Bannon was also, of course, the chief of staff for Clyde Cameron, who was Whitlam's Labour minister. Bannon was on deck the day when Gough Whitlam sacked Clyde Cameron. I had cause to reflect late last year, with Bannon, on that event. Bannon did not tell me how sick he was, and indeed just on the eve of Christmas I received my annual Christmas card from John and Angela.
He wrote his Christmas cards even though he knew how deeply sick he was. He prioritised his friendships, his relationships and a simple gesture such as a Christmas card at that time becomes a towering gesture from a man who was saying goodbye to those of us who were important to him.
John continued to carry a major role nationally until his death. The Prime Minister remarked on that and, I think, at John's funeral the wonderful comments from Ian McLachlan on John's role in the South Australian Cricket Association and the formation of a sensible arrangement around the magnificent rebuild of the Adelaide Oval is something that should inform sports administrators in all states—cricket administrators, in particular—and the Australian Football League and the government of Western Australia in their consideration of the football stadium in Western Australia.
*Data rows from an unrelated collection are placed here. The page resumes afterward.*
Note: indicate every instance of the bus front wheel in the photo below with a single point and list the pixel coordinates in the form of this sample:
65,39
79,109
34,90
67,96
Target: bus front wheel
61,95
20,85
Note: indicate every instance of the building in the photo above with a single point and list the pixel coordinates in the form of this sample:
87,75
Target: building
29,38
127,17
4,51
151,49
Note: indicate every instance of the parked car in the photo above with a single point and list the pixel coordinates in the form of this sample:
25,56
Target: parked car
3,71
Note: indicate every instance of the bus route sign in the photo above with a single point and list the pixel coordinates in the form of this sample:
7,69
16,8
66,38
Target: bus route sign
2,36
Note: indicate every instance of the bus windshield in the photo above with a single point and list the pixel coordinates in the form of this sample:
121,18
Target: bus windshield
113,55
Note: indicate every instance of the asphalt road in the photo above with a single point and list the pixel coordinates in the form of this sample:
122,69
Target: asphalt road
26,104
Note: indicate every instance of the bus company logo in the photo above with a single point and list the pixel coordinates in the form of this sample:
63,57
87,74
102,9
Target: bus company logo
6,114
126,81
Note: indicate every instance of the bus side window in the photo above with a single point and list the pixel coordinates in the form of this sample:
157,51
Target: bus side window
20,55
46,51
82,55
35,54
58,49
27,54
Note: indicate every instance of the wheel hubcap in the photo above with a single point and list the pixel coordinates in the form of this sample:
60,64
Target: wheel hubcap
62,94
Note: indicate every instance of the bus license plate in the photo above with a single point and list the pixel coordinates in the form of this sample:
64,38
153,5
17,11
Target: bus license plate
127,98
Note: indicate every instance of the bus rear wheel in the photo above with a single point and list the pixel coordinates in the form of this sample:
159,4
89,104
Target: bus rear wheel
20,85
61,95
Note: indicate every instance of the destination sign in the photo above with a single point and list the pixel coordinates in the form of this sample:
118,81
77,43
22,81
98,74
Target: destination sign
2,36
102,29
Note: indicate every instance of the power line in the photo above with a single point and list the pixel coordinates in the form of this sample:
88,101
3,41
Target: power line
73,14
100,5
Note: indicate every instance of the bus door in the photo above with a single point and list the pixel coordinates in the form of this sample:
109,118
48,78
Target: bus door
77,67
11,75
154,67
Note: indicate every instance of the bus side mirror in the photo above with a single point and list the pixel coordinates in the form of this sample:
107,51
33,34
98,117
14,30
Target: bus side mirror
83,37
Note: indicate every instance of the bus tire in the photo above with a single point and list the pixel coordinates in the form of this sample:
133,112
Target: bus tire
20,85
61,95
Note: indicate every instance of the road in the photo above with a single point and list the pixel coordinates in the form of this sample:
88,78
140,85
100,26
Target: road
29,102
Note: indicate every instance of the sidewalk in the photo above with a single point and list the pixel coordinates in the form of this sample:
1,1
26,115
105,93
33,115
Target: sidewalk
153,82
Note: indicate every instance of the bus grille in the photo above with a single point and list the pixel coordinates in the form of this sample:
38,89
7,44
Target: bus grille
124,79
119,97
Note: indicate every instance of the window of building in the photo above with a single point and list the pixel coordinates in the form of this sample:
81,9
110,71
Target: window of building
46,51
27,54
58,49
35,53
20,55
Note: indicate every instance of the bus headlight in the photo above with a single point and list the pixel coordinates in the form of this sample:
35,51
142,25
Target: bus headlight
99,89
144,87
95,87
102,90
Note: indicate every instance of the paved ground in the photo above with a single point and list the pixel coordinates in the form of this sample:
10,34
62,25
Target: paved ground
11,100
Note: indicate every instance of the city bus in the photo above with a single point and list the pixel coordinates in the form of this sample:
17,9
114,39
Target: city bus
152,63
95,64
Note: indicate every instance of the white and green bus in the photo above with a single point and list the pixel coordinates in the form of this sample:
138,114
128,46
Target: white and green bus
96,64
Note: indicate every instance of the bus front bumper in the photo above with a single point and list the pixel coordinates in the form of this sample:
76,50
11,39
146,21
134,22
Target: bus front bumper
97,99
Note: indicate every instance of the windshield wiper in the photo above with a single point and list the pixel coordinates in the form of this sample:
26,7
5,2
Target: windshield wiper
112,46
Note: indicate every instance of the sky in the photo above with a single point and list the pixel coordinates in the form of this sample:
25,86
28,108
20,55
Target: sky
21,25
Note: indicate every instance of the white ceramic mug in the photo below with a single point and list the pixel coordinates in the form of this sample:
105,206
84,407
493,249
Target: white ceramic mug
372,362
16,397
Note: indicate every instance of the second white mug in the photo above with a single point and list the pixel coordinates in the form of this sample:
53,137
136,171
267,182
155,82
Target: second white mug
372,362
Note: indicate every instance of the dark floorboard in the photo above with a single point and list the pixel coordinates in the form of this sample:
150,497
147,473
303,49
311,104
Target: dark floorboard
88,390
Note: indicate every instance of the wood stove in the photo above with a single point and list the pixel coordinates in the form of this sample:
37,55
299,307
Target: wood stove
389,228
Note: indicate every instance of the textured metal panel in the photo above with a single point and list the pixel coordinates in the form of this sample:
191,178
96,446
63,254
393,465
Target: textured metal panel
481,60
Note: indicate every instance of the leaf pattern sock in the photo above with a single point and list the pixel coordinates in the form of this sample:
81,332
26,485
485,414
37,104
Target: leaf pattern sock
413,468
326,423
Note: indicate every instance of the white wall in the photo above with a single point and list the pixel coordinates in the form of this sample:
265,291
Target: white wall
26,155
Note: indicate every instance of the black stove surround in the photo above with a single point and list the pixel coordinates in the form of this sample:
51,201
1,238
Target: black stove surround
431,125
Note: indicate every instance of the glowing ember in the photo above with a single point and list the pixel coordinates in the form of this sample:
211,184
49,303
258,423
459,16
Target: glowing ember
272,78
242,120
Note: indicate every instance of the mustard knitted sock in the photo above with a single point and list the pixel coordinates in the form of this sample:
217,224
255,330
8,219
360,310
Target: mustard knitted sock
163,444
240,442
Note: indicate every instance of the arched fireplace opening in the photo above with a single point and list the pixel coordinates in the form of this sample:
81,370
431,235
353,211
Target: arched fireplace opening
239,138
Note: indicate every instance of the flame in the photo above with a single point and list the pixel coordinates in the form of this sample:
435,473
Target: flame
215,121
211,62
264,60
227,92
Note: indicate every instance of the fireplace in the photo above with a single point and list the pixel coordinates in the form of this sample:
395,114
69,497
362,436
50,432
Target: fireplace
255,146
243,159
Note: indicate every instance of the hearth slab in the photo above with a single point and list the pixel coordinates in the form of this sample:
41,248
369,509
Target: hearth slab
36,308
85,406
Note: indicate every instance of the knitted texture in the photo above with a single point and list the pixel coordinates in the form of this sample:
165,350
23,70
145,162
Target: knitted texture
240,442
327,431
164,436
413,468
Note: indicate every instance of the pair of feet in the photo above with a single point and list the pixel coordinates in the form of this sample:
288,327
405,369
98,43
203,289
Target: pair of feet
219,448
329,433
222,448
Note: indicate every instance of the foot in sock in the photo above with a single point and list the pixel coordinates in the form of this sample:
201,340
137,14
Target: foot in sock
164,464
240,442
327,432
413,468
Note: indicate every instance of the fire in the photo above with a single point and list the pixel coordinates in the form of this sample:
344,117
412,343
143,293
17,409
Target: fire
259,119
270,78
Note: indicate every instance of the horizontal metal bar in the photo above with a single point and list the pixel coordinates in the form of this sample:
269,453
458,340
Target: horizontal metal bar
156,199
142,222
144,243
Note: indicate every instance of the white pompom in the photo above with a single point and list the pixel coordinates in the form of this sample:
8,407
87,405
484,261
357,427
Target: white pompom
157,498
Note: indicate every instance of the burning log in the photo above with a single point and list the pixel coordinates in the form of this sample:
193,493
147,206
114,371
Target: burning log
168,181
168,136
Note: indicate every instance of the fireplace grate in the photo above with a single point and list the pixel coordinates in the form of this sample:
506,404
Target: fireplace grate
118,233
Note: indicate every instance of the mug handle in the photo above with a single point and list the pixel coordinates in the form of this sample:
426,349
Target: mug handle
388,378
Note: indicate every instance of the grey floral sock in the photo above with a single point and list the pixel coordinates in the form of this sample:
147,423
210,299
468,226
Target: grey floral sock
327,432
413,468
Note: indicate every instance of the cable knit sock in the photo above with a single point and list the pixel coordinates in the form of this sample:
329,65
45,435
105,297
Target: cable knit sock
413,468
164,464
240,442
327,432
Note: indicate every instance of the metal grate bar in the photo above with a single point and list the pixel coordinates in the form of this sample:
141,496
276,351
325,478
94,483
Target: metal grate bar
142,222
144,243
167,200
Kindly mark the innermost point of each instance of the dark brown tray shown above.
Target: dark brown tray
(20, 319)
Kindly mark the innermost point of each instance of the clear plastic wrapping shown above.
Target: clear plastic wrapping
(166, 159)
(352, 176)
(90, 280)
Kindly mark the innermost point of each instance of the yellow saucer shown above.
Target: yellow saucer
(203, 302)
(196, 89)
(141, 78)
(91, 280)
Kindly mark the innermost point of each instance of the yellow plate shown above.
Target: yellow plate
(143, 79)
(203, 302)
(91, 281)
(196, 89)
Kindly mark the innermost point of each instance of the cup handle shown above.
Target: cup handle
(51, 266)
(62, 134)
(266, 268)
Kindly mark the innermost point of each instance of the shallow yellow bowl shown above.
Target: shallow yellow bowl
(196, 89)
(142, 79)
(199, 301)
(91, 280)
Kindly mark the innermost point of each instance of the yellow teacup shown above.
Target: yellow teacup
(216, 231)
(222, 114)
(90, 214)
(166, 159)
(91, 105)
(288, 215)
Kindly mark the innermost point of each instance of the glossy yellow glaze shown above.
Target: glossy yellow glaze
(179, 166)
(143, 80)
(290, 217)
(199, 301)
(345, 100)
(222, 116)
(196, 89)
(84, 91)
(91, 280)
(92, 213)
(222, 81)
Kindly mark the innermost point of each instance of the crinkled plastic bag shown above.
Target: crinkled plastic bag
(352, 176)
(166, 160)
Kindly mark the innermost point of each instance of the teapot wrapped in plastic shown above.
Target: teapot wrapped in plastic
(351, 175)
One of the really interesting things that Ian McLachlan said was that he had met with John in the days prior to John's death and that John had spoken to him about the nature of the funeral and the arrangements and the celebration of his life. John had requested that both his cricket bat and cricket ball be on the stage during the eulogies at the wake for the former Premier. Ian agreed that it was entirely appropriate that John's cricket ball should be on the stage.
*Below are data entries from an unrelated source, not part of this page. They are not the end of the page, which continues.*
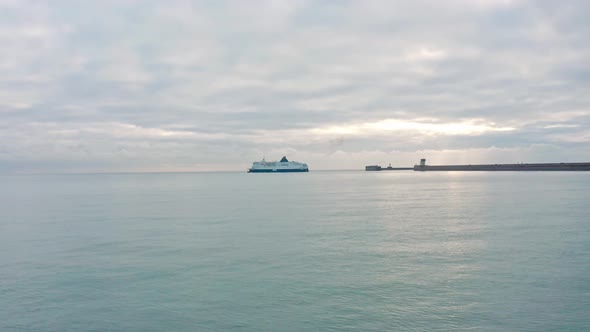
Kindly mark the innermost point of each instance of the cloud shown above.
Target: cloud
(199, 85)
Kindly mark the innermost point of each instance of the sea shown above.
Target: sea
(317, 251)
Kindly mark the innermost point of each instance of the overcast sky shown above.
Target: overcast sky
(100, 86)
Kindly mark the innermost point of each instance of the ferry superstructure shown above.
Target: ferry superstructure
(282, 166)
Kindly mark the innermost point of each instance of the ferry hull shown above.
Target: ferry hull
(278, 170)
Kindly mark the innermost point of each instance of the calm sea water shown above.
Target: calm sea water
(292, 252)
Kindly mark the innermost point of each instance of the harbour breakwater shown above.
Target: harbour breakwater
(422, 167)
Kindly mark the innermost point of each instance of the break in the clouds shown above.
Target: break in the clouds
(203, 85)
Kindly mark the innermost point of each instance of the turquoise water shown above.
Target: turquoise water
(318, 251)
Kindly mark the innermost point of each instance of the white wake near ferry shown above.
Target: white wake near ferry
(282, 166)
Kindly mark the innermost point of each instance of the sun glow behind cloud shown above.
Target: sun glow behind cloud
(431, 128)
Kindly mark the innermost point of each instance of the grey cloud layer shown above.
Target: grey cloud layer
(181, 85)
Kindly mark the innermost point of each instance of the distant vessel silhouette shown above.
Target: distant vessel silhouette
(282, 166)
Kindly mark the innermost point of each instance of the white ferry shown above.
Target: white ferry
(281, 166)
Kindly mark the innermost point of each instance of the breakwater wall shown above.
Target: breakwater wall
(506, 167)
(422, 167)
(389, 168)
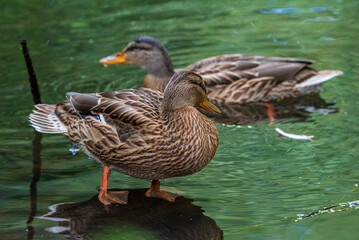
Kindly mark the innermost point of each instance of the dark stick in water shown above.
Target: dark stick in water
(36, 143)
(32, 76)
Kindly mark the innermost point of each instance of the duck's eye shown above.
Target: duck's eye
(133, 48)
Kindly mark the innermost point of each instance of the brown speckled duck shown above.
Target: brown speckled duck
(231, 78)
(138, 132)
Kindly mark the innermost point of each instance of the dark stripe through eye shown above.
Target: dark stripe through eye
(199, 84)
(132, 48)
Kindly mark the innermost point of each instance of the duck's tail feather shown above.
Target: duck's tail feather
(44, 119)
(319, 78)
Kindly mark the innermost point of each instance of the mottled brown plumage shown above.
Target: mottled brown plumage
(231, 78)
(139, 132)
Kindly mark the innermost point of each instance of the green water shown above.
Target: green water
(257, 183)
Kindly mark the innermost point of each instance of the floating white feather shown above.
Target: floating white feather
(294, 136)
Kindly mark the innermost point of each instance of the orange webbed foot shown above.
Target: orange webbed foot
(110, 197)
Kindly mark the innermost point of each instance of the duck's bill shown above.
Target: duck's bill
(208, 106)
(118, 58)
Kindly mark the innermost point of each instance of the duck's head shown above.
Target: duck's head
(186, 89)
(145, 52)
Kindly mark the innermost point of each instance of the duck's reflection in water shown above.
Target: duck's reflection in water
(141, 218)
(287, 111)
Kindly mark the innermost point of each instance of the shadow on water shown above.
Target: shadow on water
(36, 172)
(152, 217)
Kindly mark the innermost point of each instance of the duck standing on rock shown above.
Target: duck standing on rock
(230, 78)
(139, 132)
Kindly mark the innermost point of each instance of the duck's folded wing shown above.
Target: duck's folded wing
(225, 69)
(136, 108)
(128, 120)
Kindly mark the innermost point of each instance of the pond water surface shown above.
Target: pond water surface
(258, 186)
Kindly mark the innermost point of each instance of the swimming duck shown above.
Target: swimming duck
(230, 78)
(139, 132)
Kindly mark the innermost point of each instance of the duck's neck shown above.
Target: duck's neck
(156, 83)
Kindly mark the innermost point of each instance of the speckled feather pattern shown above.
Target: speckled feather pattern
(137, 139)
(231, 78)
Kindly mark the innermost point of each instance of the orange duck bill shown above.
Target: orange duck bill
(118, 58)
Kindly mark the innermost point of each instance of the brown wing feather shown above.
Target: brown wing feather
(243, 91)
(225, 69)
(134, 107)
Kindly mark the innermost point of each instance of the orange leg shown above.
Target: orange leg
(108, 197)
(270, 112)
(154, 191)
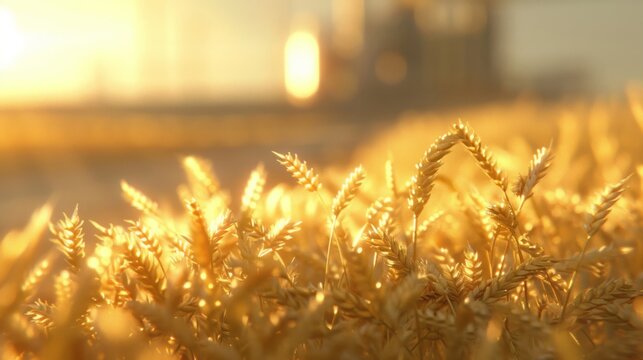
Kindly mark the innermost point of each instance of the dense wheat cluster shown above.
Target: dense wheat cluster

His cricket ball had been John's favoured weapon in cricket—although, as one would expect of John Bannon, he was not a fast bowler; he was a very good slow bowler and a highly successful slow bowler. Ian McLachlan, a former minister in the Howard government, made mention of the very spectacular bowling figures that John had continued to obtain as an experienced cricketer in the older leagues in South Australia. However, Ian was mystified by John's desire to have his cricket bat on the stage. Ian had gone back and done the calculations with the ball and realised that John's average at taking a wicket was extremely respectable—about a wicket every 17 runs. But, with the bat, John had scored—over the course of the previous 30 years—only two runs, on average, at each outing. Ian made the observation to John that he was not much of a batsman. John took umbrage at the fact that Ian had done the calculation and concluded that it wasn't two runs per innings that he had made with the bat; it was actually 2.05. I believe that correction should be on the record.
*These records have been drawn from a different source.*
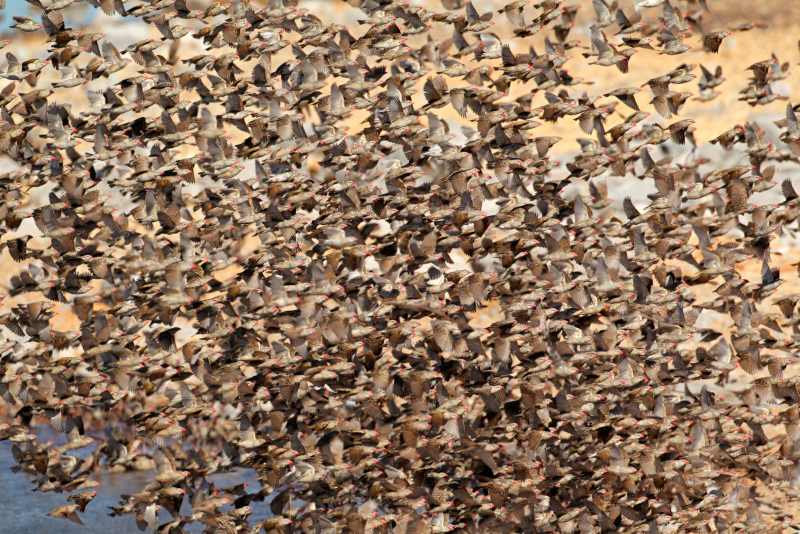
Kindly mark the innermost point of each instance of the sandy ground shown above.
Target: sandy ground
(737, 53)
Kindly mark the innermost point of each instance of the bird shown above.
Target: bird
(424, 271)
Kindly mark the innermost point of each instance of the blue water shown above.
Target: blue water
(74, 17)
(15, 8)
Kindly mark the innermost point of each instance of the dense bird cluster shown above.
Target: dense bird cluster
(404, 326)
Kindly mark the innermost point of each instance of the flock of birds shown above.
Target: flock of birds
(405, 326)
John was a terrific man—a man of humour, a man of passion, a man of great differences. He was a man who brought to my party a deep sense of obligation and a deep sense of accountability. When the State Bank of South Australia collapsed, John took it all on himself. It was not John's fault, but it was appropriate that the head of a government should act like a head of a government and take all of the accountabilities for the decisions that could be anchored back to that government. John was both very old-fashioned, proper and very principled but he did take it on himself to take more responsibility for those decisions than ever any head of government should have had to have done.
John was a terrific man, a wonderful friend, an outstanding president of my party and an enduring Premier of South Australia, whose institutions will last and whose legacy to that state will be greatly appreciated for generations to come, if only because of the great decision that he made to ensure that Roxby Downs has a terrific future.